China celebrated its growing power and confidence with a big display of military hardware and goose-stepping troops in Beijing on Tuesday, overseen by President Xi Jinping, who pledged peaceful development on Communist China’s 70th birthday.
The event is the country’s most important of the year as it looks to project its assurance in the face of mounting challenges, including nearly four months of anti-government protests in Hong Kong and an economy-sapping trade war with the United States.
Xi, dressed in a slate grey “Mao” suit and accompanied by his predecessors Hu Jintao and Jiang Zemin, said China would pursue a mutually beneficial strategy of opening up.
The military should resolutely safeguard China’s sovereignty, security and development interests, and firmly uphold world peace, Xi told a handpicked crowd at Tiananmen Square, in comments carried live on state television.
“No force can ever shake the status of China, or stop the Chinese people and nation from marching forward,” Xi said from the Gate of Heavenly Peace, where Mao Zedong proclaimed the founding of the People’s Republic of China on this day in 1949.
China must maintain lasting prosperity and stability in Hong Kong and Macao, promote the peaceful development of relations with self-ruled Taiwan and “continue to strive for the motherland’s complete reunification”, he added.
Xi, whose military modernization program has rattled nerves around the region, then inspected row upon row of military hardware and immaculately presented troops.
At one stage, Xi, riding past troops in a black, open-roofed limousine, shouted: “Hello comrades, hard-working comrades!”
The massed ranks bellowed back: “Follow the Party! Fight to win! Forge exemplary conduct!”
Returning to the stage, Xi watched as lines of tanks, drones and missiles filed past.
Among the weapons on display were DF-41 intercontinental ballistic missiles, the backbone of China’s nuclear deterrence, which can carry several nuclear warheads and reach as far as the United States.

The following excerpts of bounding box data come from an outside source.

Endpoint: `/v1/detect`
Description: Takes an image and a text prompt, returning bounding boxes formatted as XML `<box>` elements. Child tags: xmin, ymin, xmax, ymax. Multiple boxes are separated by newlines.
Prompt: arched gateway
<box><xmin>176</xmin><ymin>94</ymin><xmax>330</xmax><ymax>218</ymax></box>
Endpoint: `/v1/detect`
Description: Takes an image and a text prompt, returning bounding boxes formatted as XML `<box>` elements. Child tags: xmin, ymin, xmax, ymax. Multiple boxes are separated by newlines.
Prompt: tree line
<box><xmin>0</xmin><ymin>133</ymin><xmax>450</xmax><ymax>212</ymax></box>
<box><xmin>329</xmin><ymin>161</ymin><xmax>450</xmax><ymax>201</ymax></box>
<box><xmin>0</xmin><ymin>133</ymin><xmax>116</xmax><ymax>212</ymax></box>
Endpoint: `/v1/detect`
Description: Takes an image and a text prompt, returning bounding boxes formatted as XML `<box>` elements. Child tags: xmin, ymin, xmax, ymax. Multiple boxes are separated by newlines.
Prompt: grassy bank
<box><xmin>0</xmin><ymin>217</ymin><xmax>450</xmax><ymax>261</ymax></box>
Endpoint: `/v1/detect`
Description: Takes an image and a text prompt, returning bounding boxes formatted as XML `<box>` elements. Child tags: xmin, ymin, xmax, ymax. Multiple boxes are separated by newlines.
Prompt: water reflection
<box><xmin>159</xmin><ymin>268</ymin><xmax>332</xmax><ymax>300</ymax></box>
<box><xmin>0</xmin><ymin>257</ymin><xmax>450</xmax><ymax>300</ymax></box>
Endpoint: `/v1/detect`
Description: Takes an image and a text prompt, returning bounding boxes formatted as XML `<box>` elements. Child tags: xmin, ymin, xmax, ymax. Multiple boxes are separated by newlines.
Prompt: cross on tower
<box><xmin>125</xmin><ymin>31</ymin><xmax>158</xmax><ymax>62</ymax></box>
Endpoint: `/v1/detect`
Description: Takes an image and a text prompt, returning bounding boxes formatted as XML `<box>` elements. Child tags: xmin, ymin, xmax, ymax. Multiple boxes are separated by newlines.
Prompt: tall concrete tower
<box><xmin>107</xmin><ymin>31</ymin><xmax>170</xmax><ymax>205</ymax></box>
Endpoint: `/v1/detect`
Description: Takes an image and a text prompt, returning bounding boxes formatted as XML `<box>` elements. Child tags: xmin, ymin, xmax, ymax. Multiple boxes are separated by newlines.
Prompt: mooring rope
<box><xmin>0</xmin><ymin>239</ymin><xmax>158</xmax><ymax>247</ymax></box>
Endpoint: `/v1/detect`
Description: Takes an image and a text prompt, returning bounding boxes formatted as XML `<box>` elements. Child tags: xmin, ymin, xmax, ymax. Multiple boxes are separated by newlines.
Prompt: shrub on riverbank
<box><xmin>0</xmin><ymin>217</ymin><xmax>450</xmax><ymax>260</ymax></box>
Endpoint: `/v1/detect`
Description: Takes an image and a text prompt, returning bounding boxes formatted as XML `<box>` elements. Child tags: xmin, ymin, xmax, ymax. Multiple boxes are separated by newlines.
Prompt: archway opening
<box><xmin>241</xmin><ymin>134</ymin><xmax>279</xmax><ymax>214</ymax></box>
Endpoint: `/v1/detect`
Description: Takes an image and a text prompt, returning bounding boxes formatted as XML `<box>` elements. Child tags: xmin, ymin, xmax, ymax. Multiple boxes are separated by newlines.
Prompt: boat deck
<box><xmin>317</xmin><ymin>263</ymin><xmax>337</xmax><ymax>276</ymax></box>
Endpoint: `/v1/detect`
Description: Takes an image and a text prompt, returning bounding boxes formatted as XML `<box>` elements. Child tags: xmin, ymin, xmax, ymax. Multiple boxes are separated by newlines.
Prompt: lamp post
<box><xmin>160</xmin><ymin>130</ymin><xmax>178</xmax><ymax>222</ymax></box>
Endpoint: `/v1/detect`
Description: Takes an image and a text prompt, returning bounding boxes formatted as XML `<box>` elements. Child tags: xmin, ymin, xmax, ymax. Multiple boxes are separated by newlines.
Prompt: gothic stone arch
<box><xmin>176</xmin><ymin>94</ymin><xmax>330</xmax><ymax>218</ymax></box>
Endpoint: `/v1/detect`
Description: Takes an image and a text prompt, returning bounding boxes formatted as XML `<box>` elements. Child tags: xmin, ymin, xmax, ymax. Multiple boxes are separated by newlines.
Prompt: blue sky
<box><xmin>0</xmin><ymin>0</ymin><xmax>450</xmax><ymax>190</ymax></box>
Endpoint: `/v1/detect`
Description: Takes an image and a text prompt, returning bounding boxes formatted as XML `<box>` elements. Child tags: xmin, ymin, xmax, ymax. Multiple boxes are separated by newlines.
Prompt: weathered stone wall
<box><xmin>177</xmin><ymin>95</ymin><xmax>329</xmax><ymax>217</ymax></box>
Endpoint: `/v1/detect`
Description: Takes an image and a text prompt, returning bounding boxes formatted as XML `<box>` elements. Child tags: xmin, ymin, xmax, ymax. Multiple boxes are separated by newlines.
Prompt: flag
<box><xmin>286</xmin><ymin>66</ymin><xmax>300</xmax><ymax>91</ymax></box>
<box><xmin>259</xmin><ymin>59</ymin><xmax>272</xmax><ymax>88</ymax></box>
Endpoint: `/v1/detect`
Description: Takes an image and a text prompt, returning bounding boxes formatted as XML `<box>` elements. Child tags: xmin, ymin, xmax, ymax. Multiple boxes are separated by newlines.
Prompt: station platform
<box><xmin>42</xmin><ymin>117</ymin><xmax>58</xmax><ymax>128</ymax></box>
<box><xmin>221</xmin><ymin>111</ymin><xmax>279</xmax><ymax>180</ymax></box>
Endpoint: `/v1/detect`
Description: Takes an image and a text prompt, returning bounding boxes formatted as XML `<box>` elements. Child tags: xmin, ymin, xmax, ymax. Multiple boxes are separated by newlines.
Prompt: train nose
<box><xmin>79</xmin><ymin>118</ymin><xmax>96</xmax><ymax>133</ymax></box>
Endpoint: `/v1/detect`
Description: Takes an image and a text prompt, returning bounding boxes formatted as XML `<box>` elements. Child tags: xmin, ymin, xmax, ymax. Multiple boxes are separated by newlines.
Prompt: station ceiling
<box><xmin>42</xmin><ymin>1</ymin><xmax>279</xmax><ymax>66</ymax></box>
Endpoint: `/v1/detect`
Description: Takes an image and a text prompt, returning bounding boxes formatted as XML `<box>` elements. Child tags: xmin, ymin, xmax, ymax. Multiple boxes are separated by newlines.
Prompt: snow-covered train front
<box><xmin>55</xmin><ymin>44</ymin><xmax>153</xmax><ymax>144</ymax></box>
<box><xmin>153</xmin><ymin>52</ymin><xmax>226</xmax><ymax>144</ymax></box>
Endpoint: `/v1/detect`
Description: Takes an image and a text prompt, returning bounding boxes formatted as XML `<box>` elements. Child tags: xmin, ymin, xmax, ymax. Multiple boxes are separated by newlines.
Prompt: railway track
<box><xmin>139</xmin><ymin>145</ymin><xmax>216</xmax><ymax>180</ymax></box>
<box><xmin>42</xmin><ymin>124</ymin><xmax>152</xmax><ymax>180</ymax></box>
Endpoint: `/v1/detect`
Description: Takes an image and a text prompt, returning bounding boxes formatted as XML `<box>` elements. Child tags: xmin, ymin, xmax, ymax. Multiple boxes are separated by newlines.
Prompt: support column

“They have highly advanced capabilities and the range to reach the United States from mainland China,” said Nozomu Yoshitomi, professor at Japan’s Nihon University and a retired major general of Japan’s Ground Self-Defense Force.
“Also, this is probably the first time they have shown us JL-2 submarine-launched ballistic missiles in a parade. They don’t have the range to reach the United States from waters around China, but they demonstrate China’s second-strike capability.”
In Washington, a senior Pentagon official said the parade appeared to be largely in line with expectations.
“We’ll do the post-game analysis on it but I think it is in line with expectations,” said Randall Schriver, who leads Asia policy at the U.S. Defence Department.
After the military parade, dancers and floats lauding China’s history, achievements and its regions passed by, along with portraits of China’s previous leaders and Xi himself, which drew loud cheers.
The upheavals of the last seven decades — including the Great Leap Forward, the Cultural Revolution and bloody crackdown on pro-democracy demonstrators at Tiananmen Square in 1989 - did not get a mention.
The more than two-hour parade of 15,000 soldiers, 70 floats and 100,000 civilians was a proud moment for many citizens, watching the spectacle across the country on television.
Xi remains broadly popular in China for his aggressive campaign against corruption and for propelling what is now the world’s second-biggest economy to the forefront of global politics.
But he faces mounting challenges, notably in Hong Kong, which has been rocked by protests demanding greater democracy.
Another challenge is Chinese-claimed Taiwan, a free-wheeling democracy with little interest in being run by Beijing and which holds presidential elections in January.
Taiwan on Tuesday condemned China’s “dictatorship”, saying it was a threat to peace.